A lot of the reactions are focusing on disbelief that she actually found Catholic philosophy convincing. I think that these comments are based on several bad assumptions. Lots of Christians do believe this stuff, so it’s self-evident that the justifications are sufficient for many people. Unless she was well-versed in the problems with Catholic philosophy or psychologically averse to accepting it or committed to a particularly rigorous skepticism, I don’t see a reason why she would have to be different. She seems to have been a bit averse due to their moral teachings, but the other factors don’t apply to her at all.

Many of the comments about how horrible Christian philosophy is are referring to conservative protestant doctrine. I can see why Catholicism would seem very similar to fundamentalist protestantism to most atheists. On most of the issues where religious folks and atheists frequently clash, they are very similar. Both oppose  gay rights, abortion, reproductive rights in general, secular education, “smut” in the media and many other things near and dear to our heathen hearts. They look quite different from the inside, though. The church services, doctrines and philosophical underpinnings are all only vaguely similar. Catholics have had almost two thousand years to work out something that sounds fairly consistent. They are not Biblical literalists and in many ways, draw more on Aristotle than on the Bible for their most basic ideas. She did not have to accept creationism and the contradictions in the Bible are irrelevant. I doubt the people she talked to spent much time convincing her why birth control is bad, either.

The most important point is that this did not happen in a vacuum. She didn’t convert to Catholicism because a priest gave her a good philosophical pitch and she said, “Gee, I never thought about it that way.” Contrary to what many cradle atheists seem to assume, religion is not a set of propositions that people believe because they think there’s good evidence. What very few responses address that a lot of the groundwork was laid while she had a serious long-term relationship with a Catholic. For most of us, our beliefs are formed less by rational evaluation of evidence and more by our biases and what’s convenient to believe. We may think we have evidence, but our reasons are actually post-hoc rationalizations. If this weren’t true, we’d all be on the same page when it came to religion and politics. It’s much easier to believe than idea that’s in your interest than one contrary to your interest. Religion does a lot to make itself attractive, like giving people apparently easy answers to all the questions, which sounds like it was the main draw for her. She didn’t need so much need proof as something that met a minimum standard to allow her to think she was being rational.
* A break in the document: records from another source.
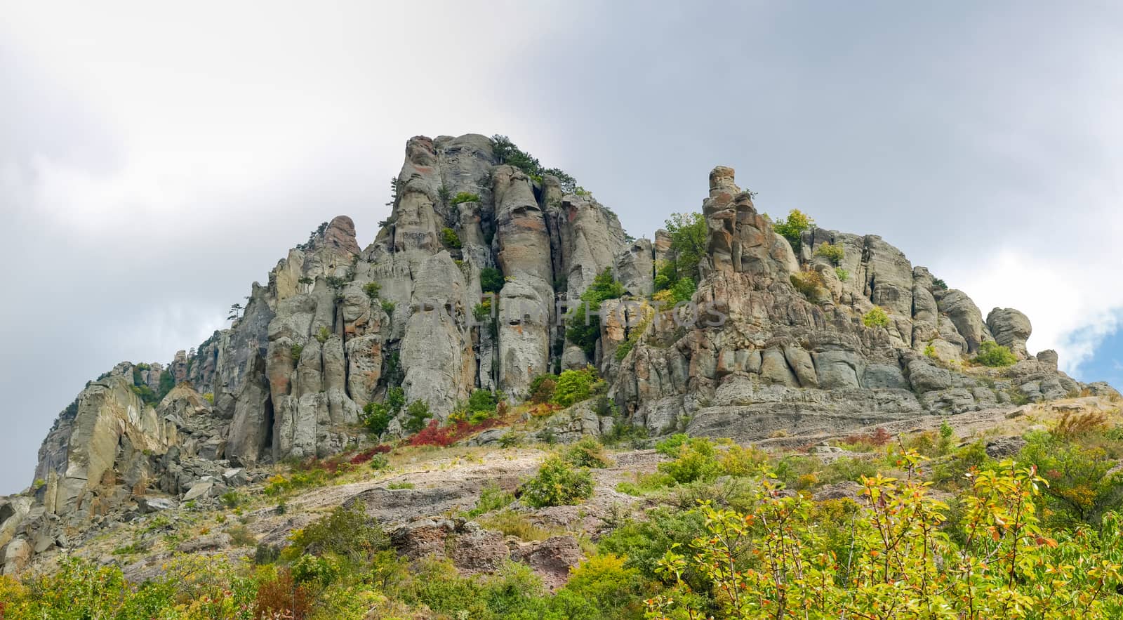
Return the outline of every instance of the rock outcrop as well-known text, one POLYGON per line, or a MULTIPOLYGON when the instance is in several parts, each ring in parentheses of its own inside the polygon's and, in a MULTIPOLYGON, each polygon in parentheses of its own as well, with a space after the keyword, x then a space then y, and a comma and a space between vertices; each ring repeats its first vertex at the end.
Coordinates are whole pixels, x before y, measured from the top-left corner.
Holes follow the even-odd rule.
MULTIPOLYGON (((501 162, 484 136, 411 138, 394 189, 367 247, 350 218, 325 222, 252 285, 229 328, 167 364, 121 363, 90 382, 44 440, 30 492, 0 499, 3 571, 92 523, 217 502, 259 480, 259 465, 358 447, 363 408, 390 388, 445 420, 474 390, 522 399, 536 375, 592 364, 614 403, 570 408, 555 428, 567 440, 609 432, 614 411, 652 434, 758 440, 1111 390, 1060 373, 1054 352, 1029 355, 1024 314, 996 308, 984 321, 880 237, 812 228, 789 243, 731 167, 710 174, 692 303, 659 310, 666 231, 632 240, 572 179, 501 162), (605 271, 627 295, 604 302, 587 355, 558 319, 605 271), (875 307, 887 325, 865 325, 875 307), (992 340, 1019 363, 965 372, 992 340)), ((455 538, 469 571, 520 557, 562 574, 579 555, 566 541, 546 553, 429 530, 455 538)))
POLYGON ((651 432, 825 436, 1080 389, 1058 372, 1056 354, 1025 353, 1024 314, 996 309, 984 322, 964 292, 947 290, 880 237, 813 228, 793 253, 725 166, 710 173, 703 213, 709 264, 695 307, 660 312, 610 388, 651 432), (822 252, 824 244, 841 257, 822 252), (801 293, 796 281, 813 284, 801 293), (887 325, 864 325, 875 306, 887 325), (988 340, 1022 361, 962 372, 988 340))

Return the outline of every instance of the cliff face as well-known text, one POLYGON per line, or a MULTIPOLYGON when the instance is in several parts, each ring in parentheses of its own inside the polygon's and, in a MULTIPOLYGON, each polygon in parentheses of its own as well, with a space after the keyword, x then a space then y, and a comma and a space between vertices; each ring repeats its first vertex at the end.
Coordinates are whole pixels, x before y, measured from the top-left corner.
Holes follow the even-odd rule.
MULTIPOLYGON (((217 495, 246 467, 355 447, 362 408, 390 386, 444 419, 475 389, 521 399, 533 376, 591 363, 633 423, 747 440, 1110 390, 1059 373, 1052 352, 1030 355, 1021 312, 984 321, 877 236, 812 229, 793 250, 729 167, 710 175, 693 304, 663 311, 643 300, 666 234, 630 240, 591 195, 501 164, 484 136, 410 139, 395 189, 365 249, 337 217, 254 283, 229 329, 167 366, 122 363, 91 382, 44 440, 34 496, 0 499, 0 566, 154 498, 217 495), (565 340, 558 303, 606 268, 634 300, 605 302, 591 359, 565 340), (814 300, 793 285, 807 273, 814 300), (875 306, 887 326, 864 325, 875 306), (1017 364, 962 371, 992 340, 1017 364)), ((585 431, 613 423, 593 418, 585 431)))
POLYGON ((1058 372, 1056 353, 1026 352, 1024 314, 996 308, 984 321, 965 293, 880 237, 811 229, 795 253, 728 167, 711 173, 703 212, 709 256, 694 298, 701 316, 661 313, 612 385, 618 403, 651 431, 806 441, 1085 388, 1058 372), (824 244, 840 247, 841 257, 828 258, 824 244), (793 277, 822 282, 820 299, 797 292, 793 277), (888 317, 884 327, 864 325, 875 306, 888 317), (1019 362, 1002 373, 965 372, 986 341, 1010 347, 1019 362))

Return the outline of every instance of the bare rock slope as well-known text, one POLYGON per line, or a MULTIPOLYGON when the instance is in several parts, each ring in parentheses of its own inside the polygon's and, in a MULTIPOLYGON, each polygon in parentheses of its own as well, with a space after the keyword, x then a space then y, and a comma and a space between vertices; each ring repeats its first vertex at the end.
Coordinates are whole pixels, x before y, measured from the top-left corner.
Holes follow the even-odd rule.
MULTIPOLYGON (((263 465, 354 449, 363 407, 392 386, 444 420, 473 390, 520 400, 536 375, 592 364, 632 423, 740 440, 1111 391, 1059 372, 1053 352, 1031 355, 1024 314, 984 320, 880 237, 812 228, 793 247, 725 166, 702 207, 693 303, 655 311, 669 237, 632 240, 569 181, 501 162, 484 136, 411 138, 371 245, 346 216, 325 222, 253 284, 228 329, 166 365, 121 363, 60 413, 29 494, 0 500, 0 567, 216 498, 263 465), (559 319, 605 270, 629 297, 605 302, 588 356, 559 319), (806 281, 810 297, 795 286, 806 281), (875 307, 887 325, 865 325, 875 307), (967 368, 987 341, 1017 363, 967 368)), ((578 403, 565 423, 574 437, 618 421, 578 403)))

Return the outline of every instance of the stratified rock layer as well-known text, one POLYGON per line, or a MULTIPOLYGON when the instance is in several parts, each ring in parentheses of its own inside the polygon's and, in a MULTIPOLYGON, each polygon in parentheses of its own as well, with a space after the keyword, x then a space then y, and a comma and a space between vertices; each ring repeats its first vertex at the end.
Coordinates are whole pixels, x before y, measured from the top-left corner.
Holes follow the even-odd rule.
MULTIPOLYGON (((592 364, 617 409, 654 434, 743 440, 1112 391, 1058 372, 1054 352, 1030 355, 1024 314, 996 308, 984 321, 880 237, 813 228, 793 248, 727 166, 702 206, 693 303, 657 310, 667 233, 631 240, 592 195, 562 188, 497 161, 484 136, 411 138, 369 246, 350 218, 325 222, 253 284, 228 329, 170 364, 126 362, 88 384, 44 439, 33 492, 0 498, 0 567, 17 572, 113 514, 216 501, 256 465, 358 447, 363 408, 390 388, 445 420, 474 390, 522 399, 536 375, 592 364), (501 285, 485 295, 495 270, 501 285), (586 355, 566 340, 560 308, 605 271, 628 294, 603 303, 586 355), (793 279, 815 283, 811 299, 793 279), (864 325, 875 306, 888 325, 864 325), (958 370, 992 340, 1019 363, 986 377, 958 370)), ((577 403, 558 436, 609 432, 608 409, 577 403)), ((466 545, 494 544, 467 534, 466 545)))

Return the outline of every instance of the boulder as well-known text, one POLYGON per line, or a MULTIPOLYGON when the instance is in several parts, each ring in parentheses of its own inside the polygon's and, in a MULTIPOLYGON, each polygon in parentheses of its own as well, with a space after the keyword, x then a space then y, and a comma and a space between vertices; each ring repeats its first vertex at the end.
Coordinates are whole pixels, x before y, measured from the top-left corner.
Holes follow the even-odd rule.
POLYGON ((1025 340, 1033 332, 1030 319, 1013 308, 995 308, 986 317, 987 328, 994 341, 1007 347, 1019 359, 1029 357, 1025 340))

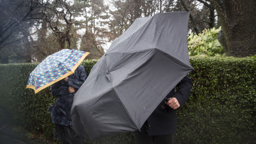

Atheists are not part of a team. It’s not a worldview or a philosophical paradigm. We have nothing in common besides lacking a particular kind of belief. Leah’s new beliefs are more dangerous than her old ones, but they aren’t any less justifiable. If anything, they are slightly more. Her Catholicism has only slightly less in common with my atheism than her atheism did. While it’s not good that the Catholics gained another member, we shouldn’t be surprised that plenty of people manage to not believe in God, at least initially, without being committed to critical thinking.

P.S. WordPress spell-check tells me that “protestant” is not a proper noun, but “protestantism” is. I am assuming this is incorrect.

edited to fix a major factual error (I somehow missed that she broke up with her boyfriend) and some writing-style issues.